Nigeria’s Central Bank Governor Yemi Cardoso has shattered the expectations of financial sector experts who predicted a possible retention of the interest rate at 24. 75 percent.
The magazine reported that the CBN governor told the Financial Times last week that the rate will remain high until “inflation comes down,”
The CBN “will continue to do what has to be done to ensure that inflation comes down.
“Let’s face it: for a long period of time, the CBN did not embrace orthodox monetary policies.
“We want to go back to using an orthodox method, and it will take us to where we want to go,” he stated ahead the MPC meeting.
During the ongoing Monetary Policy Meeting, MPC, meeting in Abuja, the Cardoso-led CBN raised the rate by 150 basis point from 24.75 percent to 26.25 percent.
The MPC had during its last meeting in April raised the benchmark monetary rate by 200 basic points from 22. 75 percent.
“The Monetary Policy Committee (MPC) of the Central Bank of Nigeria (CBN) held its 295th meeting on the 20th and 21st of May 2024 to review recent economic and financial developments and assess risks to the outlook,” the CBN Governor said on Tuesday.
“Decisions of the MPC. The committee’s decisions are as follows: 1. Raise the MPR by 150 basis points to 26. 25 per cent from 24.75 per cent,” he further stated, indicating that the CBN under him has raised the rate for a third consecutive time since Cardoso came to office last year.

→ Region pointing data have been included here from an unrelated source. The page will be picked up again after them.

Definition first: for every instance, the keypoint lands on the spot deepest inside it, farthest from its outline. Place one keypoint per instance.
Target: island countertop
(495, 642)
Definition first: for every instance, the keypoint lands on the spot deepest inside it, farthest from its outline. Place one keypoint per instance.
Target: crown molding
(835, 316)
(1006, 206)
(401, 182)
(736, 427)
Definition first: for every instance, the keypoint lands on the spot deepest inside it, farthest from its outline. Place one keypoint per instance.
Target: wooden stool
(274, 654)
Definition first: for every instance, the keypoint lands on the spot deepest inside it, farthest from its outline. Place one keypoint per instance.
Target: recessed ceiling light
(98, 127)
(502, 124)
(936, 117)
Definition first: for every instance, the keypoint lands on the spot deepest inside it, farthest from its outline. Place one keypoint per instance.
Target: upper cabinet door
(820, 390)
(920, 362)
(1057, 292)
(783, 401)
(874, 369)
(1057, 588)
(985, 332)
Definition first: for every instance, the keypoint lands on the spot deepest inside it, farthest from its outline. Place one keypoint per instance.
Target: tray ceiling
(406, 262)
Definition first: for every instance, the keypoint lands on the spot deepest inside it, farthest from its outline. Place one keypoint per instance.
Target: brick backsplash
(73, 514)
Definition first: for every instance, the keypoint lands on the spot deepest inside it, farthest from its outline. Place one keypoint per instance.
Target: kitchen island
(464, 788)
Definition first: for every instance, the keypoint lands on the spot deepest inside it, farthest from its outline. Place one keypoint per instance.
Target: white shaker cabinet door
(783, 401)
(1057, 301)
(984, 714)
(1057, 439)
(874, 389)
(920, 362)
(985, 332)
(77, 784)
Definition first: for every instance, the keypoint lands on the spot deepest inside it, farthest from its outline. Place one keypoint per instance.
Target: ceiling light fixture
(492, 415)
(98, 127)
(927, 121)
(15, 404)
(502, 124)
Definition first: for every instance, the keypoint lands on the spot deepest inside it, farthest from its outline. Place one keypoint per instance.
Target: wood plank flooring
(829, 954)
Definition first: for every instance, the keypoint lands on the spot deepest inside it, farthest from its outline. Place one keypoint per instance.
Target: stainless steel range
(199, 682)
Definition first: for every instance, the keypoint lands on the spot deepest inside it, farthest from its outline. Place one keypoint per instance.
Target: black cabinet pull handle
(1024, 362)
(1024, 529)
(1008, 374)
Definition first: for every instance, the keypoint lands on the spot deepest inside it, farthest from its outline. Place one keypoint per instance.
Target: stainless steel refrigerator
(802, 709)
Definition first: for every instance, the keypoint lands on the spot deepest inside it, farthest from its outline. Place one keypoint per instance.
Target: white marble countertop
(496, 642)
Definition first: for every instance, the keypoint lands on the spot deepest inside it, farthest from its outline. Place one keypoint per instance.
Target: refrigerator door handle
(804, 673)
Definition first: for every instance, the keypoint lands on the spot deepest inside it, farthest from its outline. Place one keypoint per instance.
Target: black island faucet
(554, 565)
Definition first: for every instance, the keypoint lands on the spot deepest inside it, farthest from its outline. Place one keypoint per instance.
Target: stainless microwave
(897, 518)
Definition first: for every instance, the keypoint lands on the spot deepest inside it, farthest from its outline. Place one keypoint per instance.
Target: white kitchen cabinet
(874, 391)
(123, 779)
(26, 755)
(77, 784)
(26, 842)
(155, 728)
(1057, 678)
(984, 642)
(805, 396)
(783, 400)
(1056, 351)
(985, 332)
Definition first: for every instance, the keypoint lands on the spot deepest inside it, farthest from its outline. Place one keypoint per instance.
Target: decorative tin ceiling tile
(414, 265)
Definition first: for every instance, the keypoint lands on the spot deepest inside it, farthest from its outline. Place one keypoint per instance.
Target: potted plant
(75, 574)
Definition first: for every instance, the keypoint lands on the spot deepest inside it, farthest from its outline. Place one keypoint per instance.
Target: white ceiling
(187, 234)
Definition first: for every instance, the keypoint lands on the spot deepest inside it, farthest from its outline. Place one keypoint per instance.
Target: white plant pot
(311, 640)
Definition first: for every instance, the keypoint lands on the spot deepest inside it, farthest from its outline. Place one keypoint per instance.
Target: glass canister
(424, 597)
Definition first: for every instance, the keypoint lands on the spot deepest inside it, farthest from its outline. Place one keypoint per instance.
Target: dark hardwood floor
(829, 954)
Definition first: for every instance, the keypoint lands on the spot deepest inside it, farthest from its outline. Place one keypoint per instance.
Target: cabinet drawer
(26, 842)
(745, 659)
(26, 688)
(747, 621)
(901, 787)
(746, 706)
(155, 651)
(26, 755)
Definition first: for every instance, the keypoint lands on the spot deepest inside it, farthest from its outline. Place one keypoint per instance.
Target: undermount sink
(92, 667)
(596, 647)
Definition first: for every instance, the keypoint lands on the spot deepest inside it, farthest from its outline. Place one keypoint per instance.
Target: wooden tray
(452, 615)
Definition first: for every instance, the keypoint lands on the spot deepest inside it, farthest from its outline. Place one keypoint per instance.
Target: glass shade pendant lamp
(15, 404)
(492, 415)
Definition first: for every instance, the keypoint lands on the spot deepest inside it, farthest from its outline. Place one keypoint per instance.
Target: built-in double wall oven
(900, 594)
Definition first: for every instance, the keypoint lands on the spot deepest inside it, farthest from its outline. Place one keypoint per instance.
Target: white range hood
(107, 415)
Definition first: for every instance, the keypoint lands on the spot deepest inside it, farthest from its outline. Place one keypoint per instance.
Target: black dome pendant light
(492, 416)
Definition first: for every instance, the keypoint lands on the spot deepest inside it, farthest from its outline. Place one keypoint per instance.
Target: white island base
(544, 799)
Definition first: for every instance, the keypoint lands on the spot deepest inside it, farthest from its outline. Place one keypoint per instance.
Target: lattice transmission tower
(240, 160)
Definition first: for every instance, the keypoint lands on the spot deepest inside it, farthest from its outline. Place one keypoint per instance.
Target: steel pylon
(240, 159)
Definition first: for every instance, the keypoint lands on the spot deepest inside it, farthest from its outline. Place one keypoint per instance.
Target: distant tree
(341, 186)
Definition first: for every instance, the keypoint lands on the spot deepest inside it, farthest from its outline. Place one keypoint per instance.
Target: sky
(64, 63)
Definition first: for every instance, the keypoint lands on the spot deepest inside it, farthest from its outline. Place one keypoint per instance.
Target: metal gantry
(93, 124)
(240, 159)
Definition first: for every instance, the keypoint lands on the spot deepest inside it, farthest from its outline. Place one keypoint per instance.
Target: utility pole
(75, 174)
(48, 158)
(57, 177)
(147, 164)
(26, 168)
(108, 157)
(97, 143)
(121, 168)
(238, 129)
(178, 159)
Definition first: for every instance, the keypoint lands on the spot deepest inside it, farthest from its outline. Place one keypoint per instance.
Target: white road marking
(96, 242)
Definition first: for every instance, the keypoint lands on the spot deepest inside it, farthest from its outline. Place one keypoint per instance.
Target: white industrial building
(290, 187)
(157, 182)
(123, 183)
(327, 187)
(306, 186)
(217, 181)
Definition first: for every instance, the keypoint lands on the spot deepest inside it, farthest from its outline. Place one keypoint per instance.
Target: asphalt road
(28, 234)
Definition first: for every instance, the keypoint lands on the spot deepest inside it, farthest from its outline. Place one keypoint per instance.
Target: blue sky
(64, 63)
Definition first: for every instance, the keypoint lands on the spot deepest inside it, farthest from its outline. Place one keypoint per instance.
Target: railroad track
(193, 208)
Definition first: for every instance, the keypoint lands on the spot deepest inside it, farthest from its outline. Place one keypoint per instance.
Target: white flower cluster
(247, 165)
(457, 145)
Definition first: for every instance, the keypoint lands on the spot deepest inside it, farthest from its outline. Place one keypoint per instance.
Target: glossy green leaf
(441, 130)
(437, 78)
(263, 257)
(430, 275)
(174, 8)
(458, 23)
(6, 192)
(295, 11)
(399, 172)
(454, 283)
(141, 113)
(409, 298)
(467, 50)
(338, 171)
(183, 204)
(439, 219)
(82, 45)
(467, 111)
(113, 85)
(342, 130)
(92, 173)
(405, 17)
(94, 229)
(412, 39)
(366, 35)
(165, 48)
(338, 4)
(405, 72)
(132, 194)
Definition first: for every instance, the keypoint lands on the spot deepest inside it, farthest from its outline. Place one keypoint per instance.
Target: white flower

The decision to hike the rate has come as a huge surprise to analysts in the financial and business sectors of the economy, who had predicted that the last rate will be retained because of the suggestion that higher interest rate is strangulating investment.
“When interest rate is high investors are discouraged to borrow from banks and non -financial institutions to set up businesses. Besides, the MPC rate is the benchmark considering that the lending institutions have their own rates for investors who needs capital to set up,” Deji Roberts, a financial expert said.
What this means, he said, is that investment “will slow down at a very critical moment that the country’s economy needs local and foreign capital to boost production.”
On the other hand, sources in the CBN said the decision to further hike interest rate was taken to roll back soaring inflation.
There has been suggestion that the prices of goods and commodities are gradually moderating to the monetary regulations after several months of continuous rise in their prices.
But this is still very premature, according to experts, who insist that the prices of commodities, particularly essential household’s goods are still exceptionally high in the market.
The Nigerian Bureau of Statistics, NBS, put the headline inflation rate in the country at over 33.96 percent for the month of April.